Mirage is a beautiful natural phenomena where a light ray coming down at an inclination to the vertical turns up side down due to gradient in refractive index. It can be easily demonstrated in a laboratory by making a salt solution with a concentration gradient. In this article, we describe our experiment on forming a Mirage like phenomena and analyze the path using Snell's law and also using Fermat's principal.

On a hot summer day, the sand in desert area becomes very hot and creates a temperature gradient in the air above it. Accordingly, the density of air also acquires a gradient, decreasing as one goes up and correspondingly the refractive index increases gradually as one goes up. Light rays starting obliquely from some object, gradually turn away from the local normal (vertical) as it moves from optically denser to rarer layers of air and at some stage become horizontal. Interestingly, it does not continue in this horizontal layer as one may expect from a naive argument that it is no more “falling” on a layer with different refractive index.
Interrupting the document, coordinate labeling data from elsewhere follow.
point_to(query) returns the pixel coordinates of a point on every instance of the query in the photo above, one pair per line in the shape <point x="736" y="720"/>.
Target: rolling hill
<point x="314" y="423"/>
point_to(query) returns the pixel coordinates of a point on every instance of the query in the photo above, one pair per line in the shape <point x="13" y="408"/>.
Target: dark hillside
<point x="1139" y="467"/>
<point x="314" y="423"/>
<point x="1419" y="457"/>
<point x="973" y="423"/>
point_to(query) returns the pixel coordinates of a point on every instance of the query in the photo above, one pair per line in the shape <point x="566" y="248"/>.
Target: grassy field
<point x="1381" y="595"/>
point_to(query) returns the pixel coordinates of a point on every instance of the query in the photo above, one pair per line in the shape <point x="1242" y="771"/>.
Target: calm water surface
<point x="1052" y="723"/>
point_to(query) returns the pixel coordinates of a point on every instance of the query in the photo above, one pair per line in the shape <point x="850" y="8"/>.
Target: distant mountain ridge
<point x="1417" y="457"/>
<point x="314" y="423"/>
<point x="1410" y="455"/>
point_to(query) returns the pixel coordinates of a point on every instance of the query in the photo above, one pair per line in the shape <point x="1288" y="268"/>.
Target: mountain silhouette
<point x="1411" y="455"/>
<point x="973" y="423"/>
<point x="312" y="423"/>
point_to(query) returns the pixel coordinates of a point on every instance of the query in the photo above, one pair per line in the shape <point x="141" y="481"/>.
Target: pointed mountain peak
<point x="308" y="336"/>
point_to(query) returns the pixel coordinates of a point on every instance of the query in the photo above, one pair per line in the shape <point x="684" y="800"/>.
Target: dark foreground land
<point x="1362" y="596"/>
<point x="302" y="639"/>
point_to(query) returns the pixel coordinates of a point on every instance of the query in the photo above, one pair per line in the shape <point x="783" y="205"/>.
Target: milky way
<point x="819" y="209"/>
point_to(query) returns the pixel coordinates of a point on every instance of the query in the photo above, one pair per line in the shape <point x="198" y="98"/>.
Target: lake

Rather it turns upwards and keeps deviating. If an observer is stationed at appropriate position, she/he may observe the virtual image of the object as if the sand is behaving like a plane mirror.

Most of the articles and textbooks rightly describe this phenomena as a result of Fermat’s principle or of refraction in a medium with gradually changing refractive index (1-3). However a quantitative analysis leading to the equation of the path of a light ray in such a medium is seldom attempted. In some of the popular sites and also in some of the textbooks including NCERT book, it is erroneously mentioned that in mirage, at some stage the angle of incidence becomes larger than the critical angle and total internal reflection makes the light ray turn upwards (4).

Though the author has not experienced Mirage in a desert but it is very common to observe this phenomena while driving on a highway during peak summer days. Not only that the road appears wet, one can see images of headlights of the vehicles coming from opposite side if they are turned on. In the following, we describe our experiments of light following a curved path and turning upside down in a salt solution and then derive the equation of the path from Snell’s law, establishing clearly that refraction can turn the light ray up side down.

About 30 g of table salt was dissolved in about 100 ml of water and it was placed in a transparent cubical container. Fresh water was taken in a syringe with the needle removed. It was held with the nozzle touching one of the walls of the container and the piston was gently moved in, injecting the water over the salt solution very slowly. About 50 ml of water was poured this way in the container. Care was taken not to vibrate or disturb the container in any other way.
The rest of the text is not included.